Furuta’s family lived in Sacramento. She, her parents, and three of her siblings were interned from 1942 to 1944. They were first sent to two assembly centers. Afterward, when Furta was only 5, they were sent to Camp Amache. Her memories are vague about Amache. She does remember very hot and very cold weather and strong winds. It is no wonder she remembers the cold, as their home was one room with a pot belly stove in a drafty barracks. It had six cots and no running water. Eating was done in a communal mess hall, and bathrooms and showers were in another barracks and also communal; there was no privacy. She said, “Friends and I used to run around a lot–we had that freedom.” Once she was finally able to live outside the camp, Furuta remembers experiencing a lot of prejudice.

Granada Relocation Center, Camp Amache, Prowers County, southeastern Colorado

This December 1942 photograph of the Granada Relocation Center, Camp Amache, Prowers County, southeastern Colorado, shows rows of prefabricated army-style barracks. Twelve of these one-story side gable barracks with tar-paper roofs made a block which had its own recreation hall, laundry, and mess hall. Wooden storage boxes, benches, palettes, and laundry lines show around buildings. Prairie and bare trees are in the distance. Tom Parker, photographer. (Photo courtesy of Denver Public Library Western History/Genealogy Dept.)

Furuta and her older sister, Yoshi Tanita, say their parents never once spoke about their internment once they left the camp. They lost their business, a small hotel in the Japanese area of Sacramento. Tanita, who was 13 at the time of the family internment, remembers more about the camp than Furuta. Tanita says that she had many friends and there were lots of activities. Their brother was a Boy Scout, and there was a YMCA, a recreation center, and schools.

Mayeda was born in Watsonville, and both sets of her grandparents were born in Japan. When she was five in the fall of 1942, she and her parents were sent to the Fresno Assembly Center and from there to the Jerome War Relocation Center in extreme southeastern Arkansas. Mayeda was not alarmed and upset by being incarcerated, because she was with her mother and father and because of her young age. She says, “As a kid, you can put up with anything.” In the Arkansas camp, her main activity was attending first and second grade classes. Mayeda remembers that her father took advantage of wood carving lessons. In the camp, her father ran the projector when they showed movies at different blocks, and her mother helped in the kitchen. They were able to leave the camp in spring of 1944.

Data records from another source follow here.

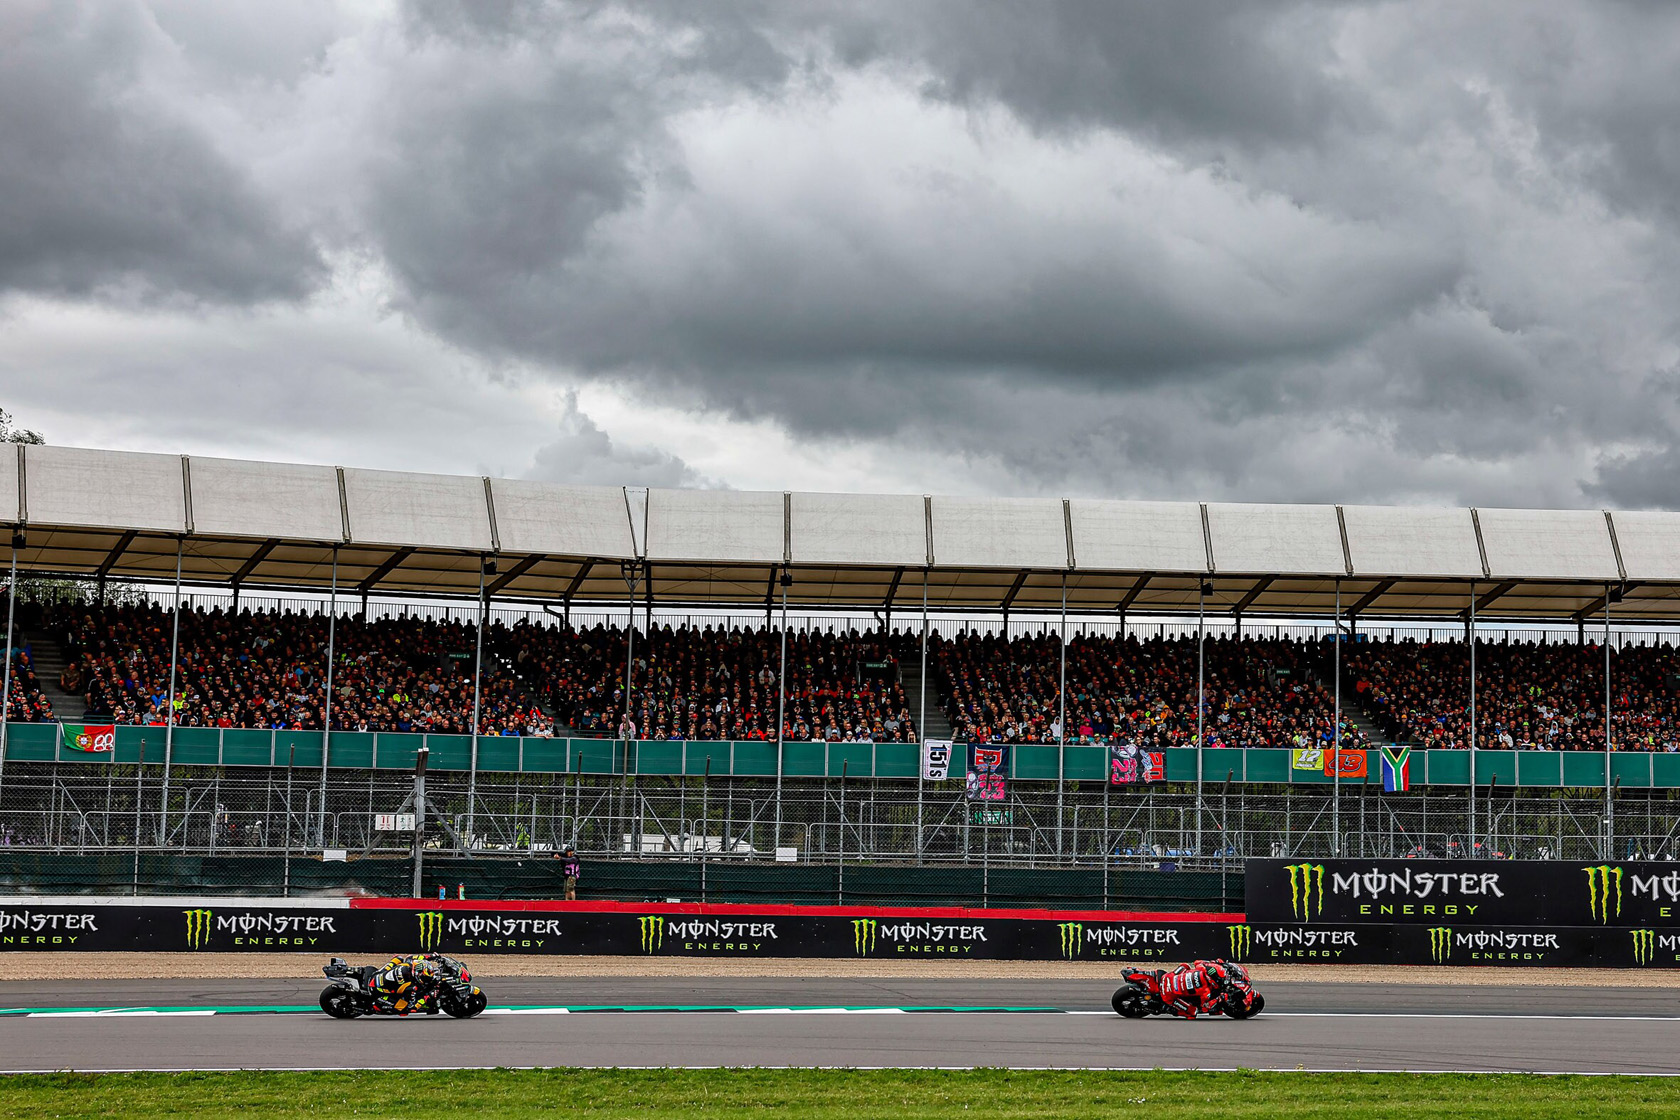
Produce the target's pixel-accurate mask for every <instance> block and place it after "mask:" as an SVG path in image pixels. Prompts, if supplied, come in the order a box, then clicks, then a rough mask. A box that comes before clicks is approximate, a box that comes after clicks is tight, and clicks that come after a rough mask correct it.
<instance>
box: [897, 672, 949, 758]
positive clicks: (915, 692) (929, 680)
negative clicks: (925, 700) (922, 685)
mask: <svg viewBox="0 0 1680 1120" xmlns="http://www.w3.org/2000/svg"><path fill="white" fill-rule="evenodd" d="M899 683H902V685H904V699H906V700H909V702H911V715H916V709H917V705H919V704H921V695H922V662H921V657H917V658H916V660H909V658H900V660H899ZM921 732H922V739H949V737H951V720H949V719H948V717H946V714H944V704H942V702H941V699H939V688H937V687H936V685H934V682H931V680H929V682H927V727H922V729H921Z"/></svg>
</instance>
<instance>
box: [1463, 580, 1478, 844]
mask: <svg viewBox="0 0 1680 1120" xmlns="http://www.w3.org/2000/svg"><path fill="white" fill-rule="evenodd" d="M1465 641H1468V643H1470V836H1467V841H1468V851H1465V856H1467V858H1472V860H1473V858H1475V836H1477V828H1475V739H1477V735H1475V729H1477V722H1475V581H1473V579H1472V581H1470V610H1468V611H1467V613H1465Z"/></svg>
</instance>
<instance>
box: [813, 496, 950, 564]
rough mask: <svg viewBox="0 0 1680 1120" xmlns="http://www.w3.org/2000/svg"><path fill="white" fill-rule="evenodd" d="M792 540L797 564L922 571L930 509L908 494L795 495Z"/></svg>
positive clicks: (924, 553)
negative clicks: (810, 564)
mask: <svg viewBox="0 0 1680 1120" xmlns="http://www.w3.org/2000/svg"><path fill="white" fill-rule="evenodd" d="M788 537H790V542H791V546H793V563H795V564H848V566H850V564H855V566H860V568H862V566H874V568H921V566H924V564H926V563H927V509H926V502H924V500H922V499H919V497H914V495H909V494H892V495H875V494H795V495H791V499H790V517H788Z"/></svg>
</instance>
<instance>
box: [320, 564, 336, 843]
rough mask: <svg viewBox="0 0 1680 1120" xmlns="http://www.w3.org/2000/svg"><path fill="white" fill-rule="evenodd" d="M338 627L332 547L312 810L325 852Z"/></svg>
mask: <svg viewBox="0 0 1680 1120" xmlns="http://www.w3.org/2000/svg"><path fill="white" fill-rule="evenodd" d="M336 625H338V546H333V584H331V591H328V606H326V705H324V709H323V712H321V804H319V806H318V808H316V845H318V846H319V848H321V850H326V764H328V756H329V754H331V752H333V662H334V660H336V657H334V638H336V633H334V631H336Z"/></svg>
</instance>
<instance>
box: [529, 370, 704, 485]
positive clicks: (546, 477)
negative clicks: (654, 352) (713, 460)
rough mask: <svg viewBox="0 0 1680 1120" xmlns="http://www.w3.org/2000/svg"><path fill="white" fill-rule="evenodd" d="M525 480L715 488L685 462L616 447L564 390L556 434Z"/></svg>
mask: <svg viewBox="0 0 1680 1120" xmlns="http://www.w3.org/2000/svg"><path fill="white" fill-rule="evenodd" d="M529 477H531V479H541V480H544V482H566V484H573V485H645V487H716V485H717V484H716V482H712V480H711V479H706V477H702V475H701V474H699V472H696V470H694V468H692V467H689V465H687V463H685V462H682V460H680V458H677V457H675V455H670V453H669V452H662V450H657V448H640V447H620V445H618V443H613V438H612V437H610V435H606V433H605V432H601V428H600V425H596V423H595V420H593V418H590V415H588V413H585V411H583V410H580V408H578V395H576V393H566V403H564V413H563V416H561V421H559V438H556V440H553V442H551V443H546V445H543V447H541V448H538V452H536V458H534V462H533V467H531V470H529Z"/></svg>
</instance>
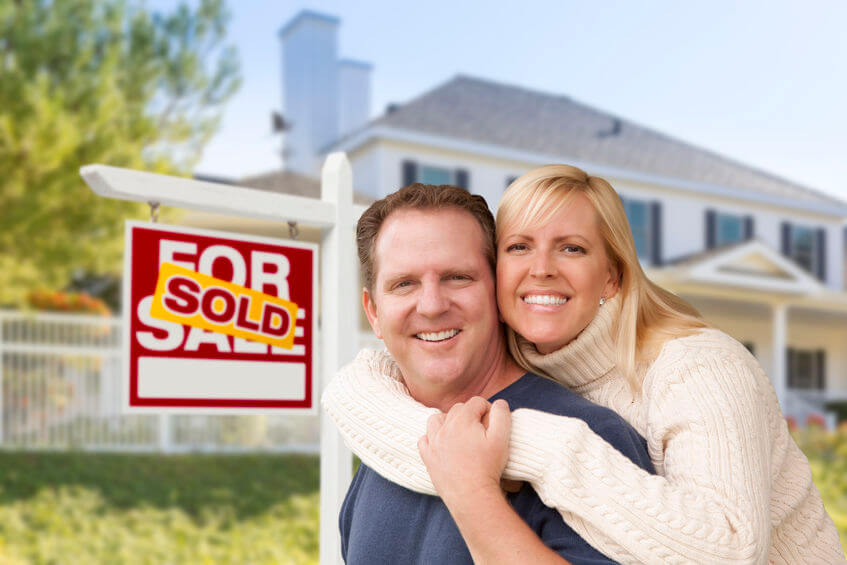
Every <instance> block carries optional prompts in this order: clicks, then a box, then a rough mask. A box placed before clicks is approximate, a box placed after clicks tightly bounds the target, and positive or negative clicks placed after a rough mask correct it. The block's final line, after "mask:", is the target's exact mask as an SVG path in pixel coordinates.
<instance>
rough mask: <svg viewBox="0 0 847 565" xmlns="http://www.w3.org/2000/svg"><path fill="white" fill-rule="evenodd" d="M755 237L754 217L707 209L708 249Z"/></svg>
mask: <svg viewBox="0 0 847 565" xmlns="http://www.w3.org/2000/svg"><path fill="white" fill-rule="evenodd" d="M752 237H753V217H752V216H740V215H738V214H727V213H724V212H716V211H715V210H706V249H713V248H715V247H721V246H723V245H729V244H731V243H739V242H741V241H747V240H748V239H750V238H752Z"/></svg>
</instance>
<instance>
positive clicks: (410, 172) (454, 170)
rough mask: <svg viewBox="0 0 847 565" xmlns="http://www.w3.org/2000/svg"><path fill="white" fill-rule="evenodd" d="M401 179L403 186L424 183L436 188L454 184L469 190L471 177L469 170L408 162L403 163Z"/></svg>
mask: <svg viewBox="0 0 847 565" xmlns="http://www.w3.org/2000/svg"><path fill="white" fill-rule="evenodd" d="M401 177H402V179H403V186H408V185H410V184H412V183H415V182H422V183H424V184H434V185H436V186H437V185H439V184H452V185H455V186H460V187H462V188H464V189H465V190H468V187H469V177H470V175H469V174H468V171H467V169H449V168H447V167H437V166H435V165H426V164H423V163H418V162H416V161H411V160H407V161H403V163H402V170H401Z"/></svg>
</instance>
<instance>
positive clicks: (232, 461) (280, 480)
mask: <svg viewBox="0 0 847 565" xmlns="http://www.w3.org/2000/svg"><path fill="white" fill-rule="evenodd" d="M0 469H2V472H0V564H2V565H6V564H15V563H45V564H48V563H49V564H64V563H67V564H74V565H76V564H81V563H86V564H88V563H104V564H105V563H108V564H113V563H115V564H117V563H126V564H130V563H132V564H135V563H139V564H140V563H151V564H152V563H174V564H176V563H190V564H203V563H209V564H218V563H238V564H247V563H251V564H265V563H274V564H276V563H286V564H287V563H292V564H294V563H315V562H317V556H318V459H317V457H314V456H290V455H288V456H281V455H232V456H222V455H186V456H182V455H180V456H167V457H161V456H154V455H109V454H90V453H14V452H0Z"/></svg>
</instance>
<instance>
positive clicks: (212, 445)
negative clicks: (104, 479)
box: [0, 311, 372, 453]
mask: <svg viewBox="0 0 847 565" xmlns="http://www.w3.org/2000/svg"><path fill="white" fill-rule="evenodd" d="M360 342H361V343H368V342H369V338H368V337H367V336H365V335H363V336H361V337H360ZM120 343H121V326H120V320H119V319H118V318H111V317H100V316H83V315H72V314H44V313H27V312H14V311H0V385H1V386H0V410H2V417H0V448H3V449H23V450H39V449H50V450H53V449H85V450H97V451H161V452H167V453H175V452H185V451H209V452H238V451H274V452H310V453H317V452H318V451H319V447H318V445H319V444H318V418H317V416H296V415H295V416H261V415H255V416H252V415H239V416H235V415H233V416H196V415H190V416H183V415H169V416H166V415H125V414H122V413H121V409H120V402H121V380H120V379H121V378H122V365H121V347H120ZM370 343H371V344H372V341H371V342H370Z"/></svg>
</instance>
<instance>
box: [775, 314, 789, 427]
mask: <svg viewBox="0 0 847 565" xmlns="http://www.w3.org/2000/svg"><path fill="white" fill-rule="evenodd" d="M787 310H788V307H787V306H786V305H785V304H782V303H778V304H774V305H773V323H772V331H773V334H772V338H771V351H772V355H773V362H772V367H773V368H772V369H771V382H772V383H773V388H774V390H775V391H776V396H777V398H778V399H779V406H780V408H782V412H783V413H785V408H786V406H785V401H786V395H787V392H788V377H787V372H786V369H787V367H786V366H785V351H786V343H785V342H786V339H787V330H786V326H787V323H786V318H787V316H786V311H787Z"/></svg>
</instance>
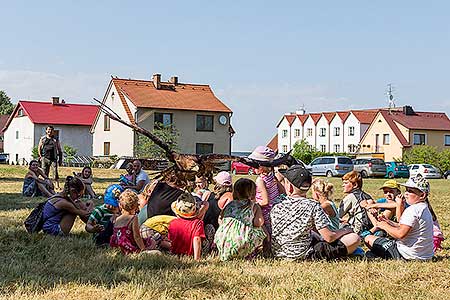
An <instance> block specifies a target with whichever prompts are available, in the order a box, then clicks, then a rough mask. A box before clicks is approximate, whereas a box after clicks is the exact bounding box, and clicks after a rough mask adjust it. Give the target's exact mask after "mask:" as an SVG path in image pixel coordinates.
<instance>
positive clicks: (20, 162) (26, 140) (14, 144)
mask: <svg viewBox="0 0 450 300" xmlns="http://www.w3.org/2000/svg"><path fill="white" fill-rule="evenodd" d="M16 131H18V138H16ZM4 139H5V140H4V148H5V149H4V151H5V153H9V161H10V162H14V163H16V162H19V163H20V164H23V163H24V160H26V162H25V163H28V162H29V161H30V160H31V159H32V155H31V154H32V150H33V145H34V124H33V123H32V122H31V120H30V119H29V118H28V116H22V117H15V118H13V119H12V121H11V123H10V124H9V126H8V129H7V130H6V131H5V135H4Z"/></svg>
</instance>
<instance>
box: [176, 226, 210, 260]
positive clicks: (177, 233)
mask: <svg viewBox="0 0 450 300" xmlns="http://www.w3.org/2000/svg"><path fill="white" fill-rule="evenodd" d="M196 236H198V237H200V238H205V230H204V228H203V221H202V220H200V219H182V218H176V219H175V220H173V221H172V222H170V224H169V235H168V238H169V240H170V241H171V242H172V247H171V249H170V251H171V252H172V253H173V254H184V255H191V256H193V255H194V246H193V245H192V241H193V240H194V237H196Z"/></svg>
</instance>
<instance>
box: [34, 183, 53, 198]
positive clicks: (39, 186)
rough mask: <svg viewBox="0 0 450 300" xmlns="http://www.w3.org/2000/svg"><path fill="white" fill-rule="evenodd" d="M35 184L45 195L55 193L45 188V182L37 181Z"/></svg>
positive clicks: (47, 194)
mask: <svg viewBox="0 0 450 300" xmlns="http://www.w3.org/2000/svg"><path fill="white" fill-rule="evenodd" d="M37 186H38V189H39V190H40V191H41V192H42V194H43V195H44V196H46V197H50V196H52V195H54V194H55V193H52V192H50V191H49V190H48V189H47V186H46V185H45V184H42V183H37Z"/></svg>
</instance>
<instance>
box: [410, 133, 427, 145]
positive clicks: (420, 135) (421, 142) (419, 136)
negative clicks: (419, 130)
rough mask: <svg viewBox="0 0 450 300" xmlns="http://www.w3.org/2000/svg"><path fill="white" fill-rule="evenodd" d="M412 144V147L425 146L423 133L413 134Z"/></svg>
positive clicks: (423, 133) (425, 142)
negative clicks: (422, 145) (413, 144)
mask: <svg viewBox="0 0 450 300" xmlns="http://www.w3.org/2000/svg"><path fill="white" fill-rule="evenodd" d="M413 144H414V145H425V144H426V136H425V134H424V133H414V135H413Z"/></svg>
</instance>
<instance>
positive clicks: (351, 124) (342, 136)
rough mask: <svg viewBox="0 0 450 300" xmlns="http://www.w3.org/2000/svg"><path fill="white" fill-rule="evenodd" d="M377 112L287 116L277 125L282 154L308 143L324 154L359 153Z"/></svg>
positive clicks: (373, 109) (292, 115)
mask: <svg viewBox="0 0 450 300" xmlns="http://www.w3.org/2000/svg"><path fill="white" fill-rule="evenodd" d="M377 111H378V110H376V109H366V110H349V111H339V112H322V113H309V114H307V113H305V111H304V110H302V111H298V112H295V113H290V114H286V115H284V116H283V118H282V119H281V120H280V121H279V122H278V124H277V131H278V151H279V152H281V153H286V152H288V151H289V150H291V149H292V148H293V147H294V145H295V143H296V142H298V141H300V140H302V139H304V140H305V141H306V142H307V143H308V144H309V145H311V146H312V147H314V148H316V149H317V150H319V151H322V152H348V153H356V152H357V151H358V149H359V142H360V140H361V137H362V136H363V135H364V133H365V132H366V130H367V129H368V128H369V125H370V124H371V122H372V120H373V119H374V118H375V115H376V114H377Z"/></svg>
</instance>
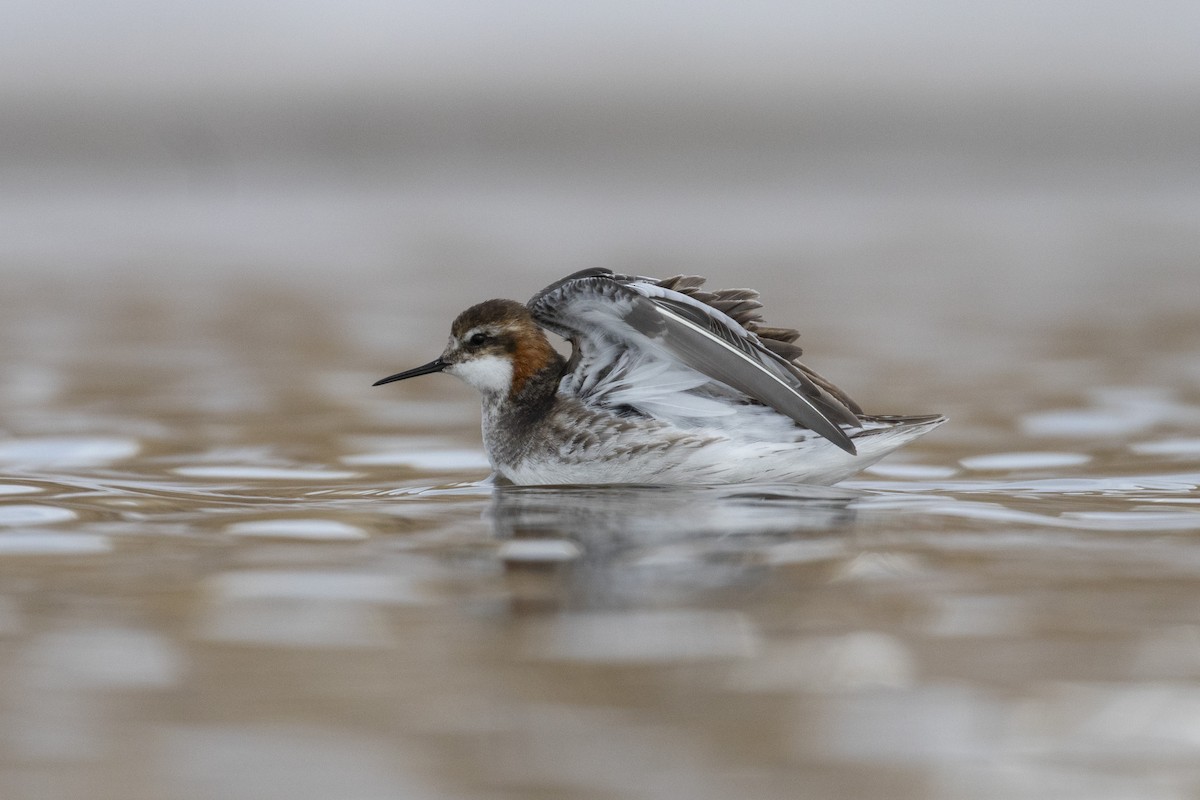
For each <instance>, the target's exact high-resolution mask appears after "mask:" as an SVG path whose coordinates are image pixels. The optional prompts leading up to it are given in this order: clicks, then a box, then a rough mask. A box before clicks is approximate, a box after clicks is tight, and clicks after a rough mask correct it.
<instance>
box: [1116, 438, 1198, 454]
mask: <svg viewBox="0 0 1200 800" xmlns="http://www.w3.org/2000/svg"><path fill="white" fill-rule="evenodd" d="M1129 450H1132V451H1133V452H1135V453H1138V455H1139V456H1196V457H1200V437H1189V438H1182V439H1162V440H1159V441H1139V443H1136V444H1132V445H1129Z"/></svg>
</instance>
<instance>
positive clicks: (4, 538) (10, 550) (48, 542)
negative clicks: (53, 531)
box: [0, 531, 113, 557]
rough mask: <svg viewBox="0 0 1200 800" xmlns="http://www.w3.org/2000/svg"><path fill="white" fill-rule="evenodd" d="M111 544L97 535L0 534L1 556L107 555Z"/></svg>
mask: <svg viewBox="0 0 1200 800" xmlns="http://www.w3.org/2000/svg"><path fill="white" fill-rule="evenodd" d="M112 549H113V543H112V541H109V539H108V536H100V535H97V534H59V533H41V531H38V533H25V531H22V533H7V534H0V557H2V555H96V554H101V553H108V552H110V551H112Z"/></svg>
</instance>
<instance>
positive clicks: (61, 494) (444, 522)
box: [0, 272, 1200, 800]
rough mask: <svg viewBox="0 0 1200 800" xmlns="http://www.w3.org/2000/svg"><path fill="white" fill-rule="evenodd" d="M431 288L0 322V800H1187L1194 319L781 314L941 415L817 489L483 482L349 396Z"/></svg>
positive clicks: (1195, 386)
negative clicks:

Approximately 120,000 persons were uprooted and interned in the ten relocation centers. After leaving the internment camps, they had to start over and move forward from their imposed trauma. It took years to gain even partial compensation for their loss of property, let alone compensation for their loss of liberty. In time there was increasing awareness by the general public of the injustice and suffering those of Japanese descent had faced. Still, it wasn’t until 1988 that an official apology was made in the Civil Liberties Act. As for Amache, the property’s historical significance has been recognized, and in February 2024 it was made a National Historic Site.